Monday 2 March 2015

SERMON SECOND SUNDAY OF LENT – YEAR B “THE FORK IN THE ROAD” MARK 8:31-36 / MARCH 1, 2015

sermon
second sunday of lent – year b
“the fork in the road”
mark 8:31-36  /  march 1, 2015
Let us pray: May the words of my mouth and the meditations of all of our hearts be acceptable to you, O God, our strength and our redeemer.  Amen.

Yogi Berra, legendary baseball player, once quipped, “When you come to a fork in the road, take it.”  
Here, early on in our journey through the season of Lent, we come to a fork in the road.   Here, in the eighth chapter of Mark’s gospel, the story of Jesus breaks in half.    This is where the story ends.   This is where the story begins.  It all depends.   It all depends where you are going and which direction you are traveling and who you are following.    Jesus and his disciples are traveling through the villages of Caesarea Philippi. 
The landscape doesn’t look particularly imposing, but if you drop a ball in the first part of the eighth chapter it bounces back to Galilee where the story of Jesus began with his ministry of healing, preaching, confronting and ousting  evil, calming storms, feeding multitudes.    If you drop a ball in this, the latter part of the eighth chapter, it rolls all the way to Jerusalem, it rolls all the way to the foot of the cross.

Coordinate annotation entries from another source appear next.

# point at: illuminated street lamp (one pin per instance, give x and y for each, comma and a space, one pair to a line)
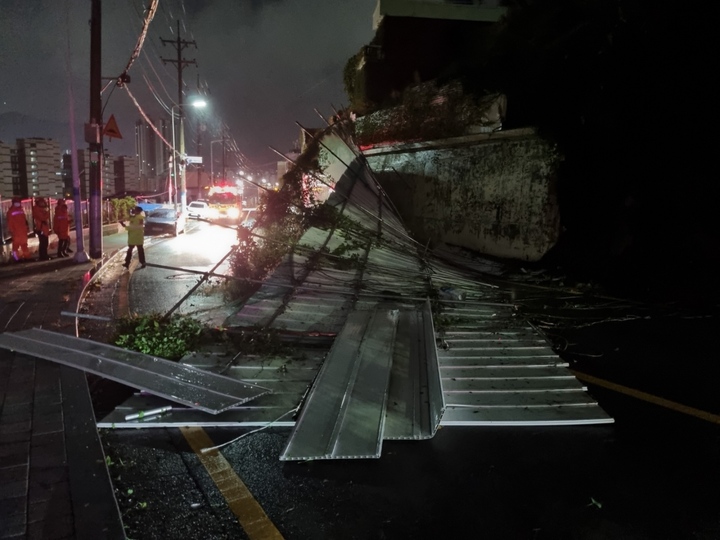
179, 154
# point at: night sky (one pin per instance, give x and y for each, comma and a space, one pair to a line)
261, 65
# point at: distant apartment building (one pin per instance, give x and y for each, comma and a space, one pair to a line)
152, 154
9, 175
83, 172
127, 178
31, 168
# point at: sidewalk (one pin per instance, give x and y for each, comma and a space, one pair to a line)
54, 481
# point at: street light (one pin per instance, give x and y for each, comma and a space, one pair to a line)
180, 152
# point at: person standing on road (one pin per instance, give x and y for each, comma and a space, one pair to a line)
61, 226
41, 222
136, 236
17, 225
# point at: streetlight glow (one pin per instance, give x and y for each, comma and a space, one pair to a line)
179, 154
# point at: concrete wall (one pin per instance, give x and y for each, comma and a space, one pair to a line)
493, 193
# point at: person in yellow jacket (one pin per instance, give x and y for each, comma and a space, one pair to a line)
17, 225
136, 236
41, 223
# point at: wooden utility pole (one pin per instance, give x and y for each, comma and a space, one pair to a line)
93, 135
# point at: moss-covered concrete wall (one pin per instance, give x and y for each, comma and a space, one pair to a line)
494, 193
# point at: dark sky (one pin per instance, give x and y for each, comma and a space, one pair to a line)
263, 65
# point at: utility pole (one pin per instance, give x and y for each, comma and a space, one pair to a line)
180, 63
94, 134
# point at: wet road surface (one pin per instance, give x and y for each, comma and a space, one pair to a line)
653, 474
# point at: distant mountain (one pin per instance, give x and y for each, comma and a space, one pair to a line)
20, 126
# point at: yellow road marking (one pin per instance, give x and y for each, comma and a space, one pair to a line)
252, 517
662, 402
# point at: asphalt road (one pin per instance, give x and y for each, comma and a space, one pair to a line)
654, 474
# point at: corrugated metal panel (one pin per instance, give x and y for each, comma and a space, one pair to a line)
177, 382
416, 403
496, 369
345, 410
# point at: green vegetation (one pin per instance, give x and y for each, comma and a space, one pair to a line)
119, 209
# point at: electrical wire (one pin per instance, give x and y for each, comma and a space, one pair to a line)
236, 439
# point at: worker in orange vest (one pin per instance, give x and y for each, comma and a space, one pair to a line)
17, 224
41, 222
61, 226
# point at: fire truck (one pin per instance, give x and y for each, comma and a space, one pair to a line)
225, 201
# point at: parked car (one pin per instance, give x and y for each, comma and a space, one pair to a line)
165, 221
201, 209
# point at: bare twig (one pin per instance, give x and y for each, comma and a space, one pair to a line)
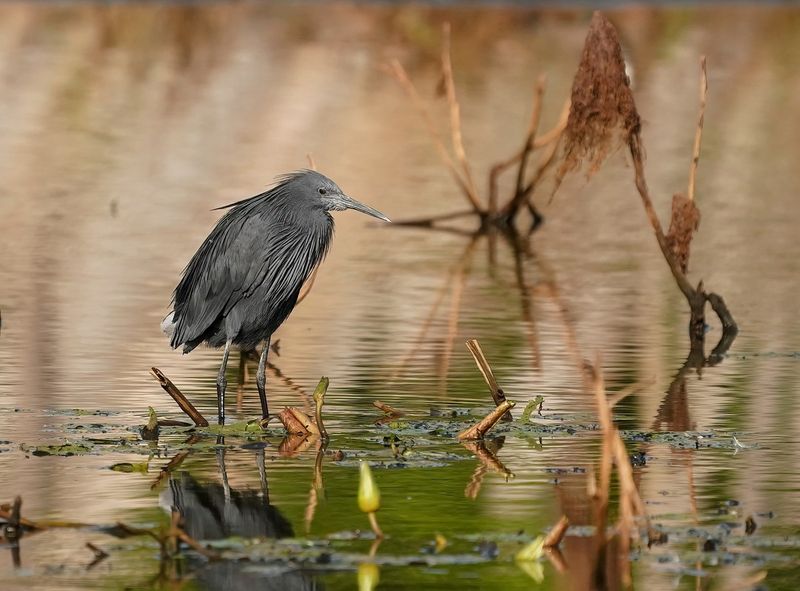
479, 429
455, 118
178, 396
532, 129
319, 400
488, 375
698, 134
399, 73
426, 222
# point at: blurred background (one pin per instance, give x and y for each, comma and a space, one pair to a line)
123, 124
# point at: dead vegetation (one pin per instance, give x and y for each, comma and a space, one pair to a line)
602, 117
490, 211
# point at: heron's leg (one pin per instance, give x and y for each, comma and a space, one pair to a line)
261, 379
221, 383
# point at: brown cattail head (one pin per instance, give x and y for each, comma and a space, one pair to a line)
603, 113
684, 222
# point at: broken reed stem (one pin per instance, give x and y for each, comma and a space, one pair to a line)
11, 531
479, 429
373, 522
555, 535
296, 422
488, 375
698, 134
319, 400
178, 397
617, 397
634, 145
455, 118
399, 73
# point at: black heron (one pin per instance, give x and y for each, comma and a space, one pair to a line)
245, 278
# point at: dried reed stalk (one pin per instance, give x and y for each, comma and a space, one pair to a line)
488, 375
186, 406
479, 429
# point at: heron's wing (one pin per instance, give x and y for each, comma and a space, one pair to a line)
246, 252
217, 271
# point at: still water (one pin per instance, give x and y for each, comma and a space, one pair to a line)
121, 127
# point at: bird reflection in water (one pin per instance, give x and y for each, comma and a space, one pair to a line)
213, 511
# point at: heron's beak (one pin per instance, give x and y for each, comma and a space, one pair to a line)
351, 203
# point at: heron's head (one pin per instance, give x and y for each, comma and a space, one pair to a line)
331, 197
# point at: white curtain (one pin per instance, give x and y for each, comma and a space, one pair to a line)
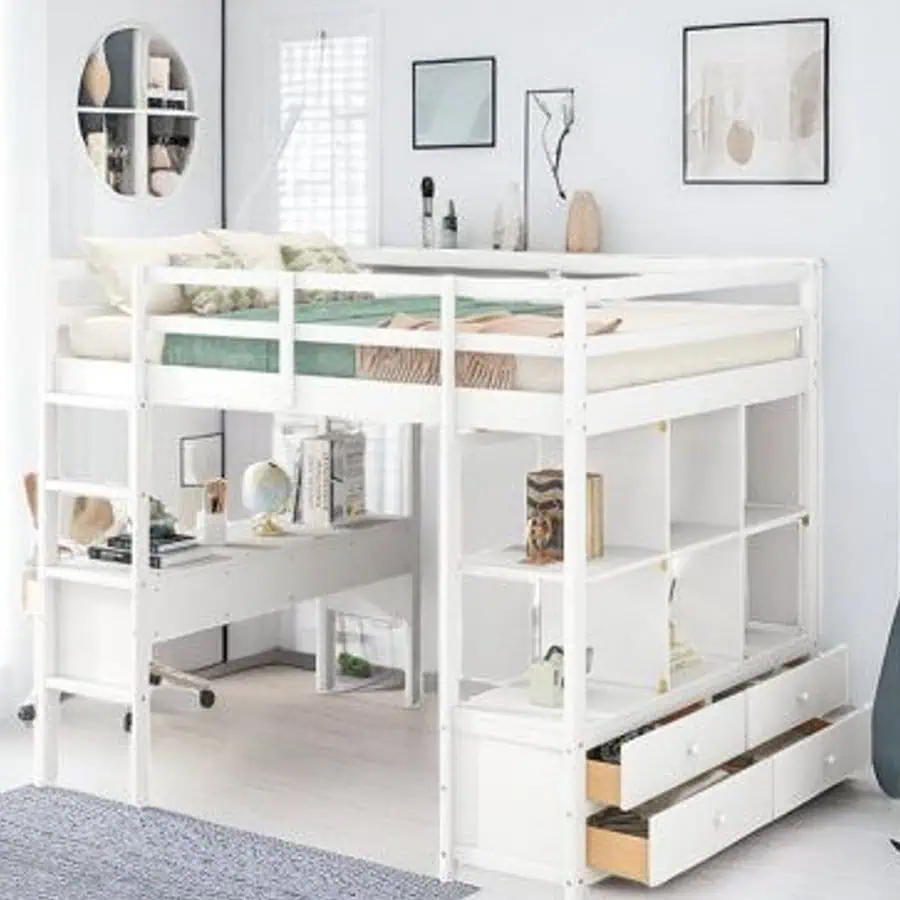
23, 251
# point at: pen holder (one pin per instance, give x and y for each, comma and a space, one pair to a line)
212, 528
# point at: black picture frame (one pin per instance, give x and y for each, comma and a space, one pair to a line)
420, 64
824, 176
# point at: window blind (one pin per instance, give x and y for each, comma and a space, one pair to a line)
323, 175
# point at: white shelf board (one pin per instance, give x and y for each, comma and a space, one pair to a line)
759, 517
688, 536
613, 708
108, 110
509, 565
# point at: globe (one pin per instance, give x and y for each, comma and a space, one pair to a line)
266, 491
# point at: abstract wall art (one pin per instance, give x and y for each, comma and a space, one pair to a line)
756, 103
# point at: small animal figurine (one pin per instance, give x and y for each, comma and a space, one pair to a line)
538, 533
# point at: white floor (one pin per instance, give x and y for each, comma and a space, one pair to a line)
356, 774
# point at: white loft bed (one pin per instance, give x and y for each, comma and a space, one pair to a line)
685, 380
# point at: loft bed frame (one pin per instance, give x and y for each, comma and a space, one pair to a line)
489, 720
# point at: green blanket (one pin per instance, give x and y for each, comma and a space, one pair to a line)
329, 360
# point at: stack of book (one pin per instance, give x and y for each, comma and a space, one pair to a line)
330, 479
544, 497
166, 549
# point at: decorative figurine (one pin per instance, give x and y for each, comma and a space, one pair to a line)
538, 534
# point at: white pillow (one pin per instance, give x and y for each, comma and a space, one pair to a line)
113, 259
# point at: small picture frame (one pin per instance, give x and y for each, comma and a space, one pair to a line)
454, 103
756, 103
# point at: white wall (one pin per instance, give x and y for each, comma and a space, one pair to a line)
623, 57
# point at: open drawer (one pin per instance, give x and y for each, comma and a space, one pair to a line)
672, 834
679, 831
795, 695
671, 753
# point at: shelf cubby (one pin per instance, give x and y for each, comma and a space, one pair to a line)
773, 577
706, 474
773, 456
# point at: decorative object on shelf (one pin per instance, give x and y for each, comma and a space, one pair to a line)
97, 77
546, 679
549, 120
545, 509
159, 73
331, 485
509, 226
755, 104
212, 520
92, 517
450, 229
583, 230
427, 189
98, 151
454, 103
266, 492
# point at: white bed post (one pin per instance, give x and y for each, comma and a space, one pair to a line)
413, 666
811, 452
449, 500
139, 478
46, 734
574, 588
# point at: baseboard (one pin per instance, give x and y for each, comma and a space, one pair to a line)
296, 659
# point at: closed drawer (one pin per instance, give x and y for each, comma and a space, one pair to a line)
672, 754
798, 694
653, 845
828, 751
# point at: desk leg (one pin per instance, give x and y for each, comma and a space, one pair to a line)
413, 667
325, 640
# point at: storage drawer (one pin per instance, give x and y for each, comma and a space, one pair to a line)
829, 751
796, 695
672, 754
655, 845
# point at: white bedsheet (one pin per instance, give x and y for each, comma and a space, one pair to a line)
108, 337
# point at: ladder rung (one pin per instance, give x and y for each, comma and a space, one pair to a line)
88, 401
112, 693
95, 575
87, 489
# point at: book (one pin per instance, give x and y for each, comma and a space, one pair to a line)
174, 543
157, 561
331, 483
544, 491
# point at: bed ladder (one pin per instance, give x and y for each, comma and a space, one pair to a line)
49, 682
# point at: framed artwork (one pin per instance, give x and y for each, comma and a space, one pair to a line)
756, 103
454, 103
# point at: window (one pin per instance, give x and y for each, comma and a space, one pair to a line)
324, 174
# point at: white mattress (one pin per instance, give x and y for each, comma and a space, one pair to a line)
108, 337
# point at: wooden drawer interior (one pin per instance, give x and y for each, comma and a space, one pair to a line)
620, 843
604, 763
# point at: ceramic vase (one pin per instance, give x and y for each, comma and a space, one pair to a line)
509, 227
583, 230
97, 78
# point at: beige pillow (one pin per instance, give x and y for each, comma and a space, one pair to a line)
210, 300
113, 259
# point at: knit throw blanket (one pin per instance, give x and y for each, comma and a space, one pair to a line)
413, 365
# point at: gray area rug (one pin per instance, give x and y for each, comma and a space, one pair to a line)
60, 845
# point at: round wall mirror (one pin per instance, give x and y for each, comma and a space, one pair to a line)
136, 114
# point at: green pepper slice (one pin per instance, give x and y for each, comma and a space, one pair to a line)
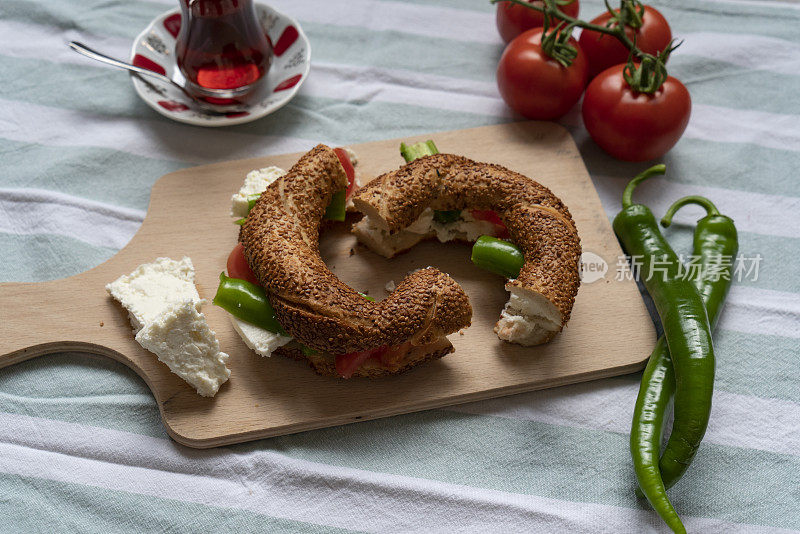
497, 256
248, 302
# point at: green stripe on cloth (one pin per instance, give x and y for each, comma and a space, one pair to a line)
30, 504
752, 364
776, 270
39, 257
550, 461
100, 17
331, 118
724, 84
739, 166
105, 175
81, 388
87, 87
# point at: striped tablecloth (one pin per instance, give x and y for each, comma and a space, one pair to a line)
81, 444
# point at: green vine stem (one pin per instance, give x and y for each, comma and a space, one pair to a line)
623, 18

The disciples have come to a fork in the road and they want to take it.  They want to follow Jesus; they have been following Jesus.   Later Peter will blurt out,
“We have left everything and followed you!”    They want to follow Jesus but when they hear him talking about suffering and death their hearts sink within them; suffering, rejection, death, who would choose that direction?    No one would.   They want to follow Jesus and they don’t want to follow Jesus.   They have come to the fork in the road and they want to take it. 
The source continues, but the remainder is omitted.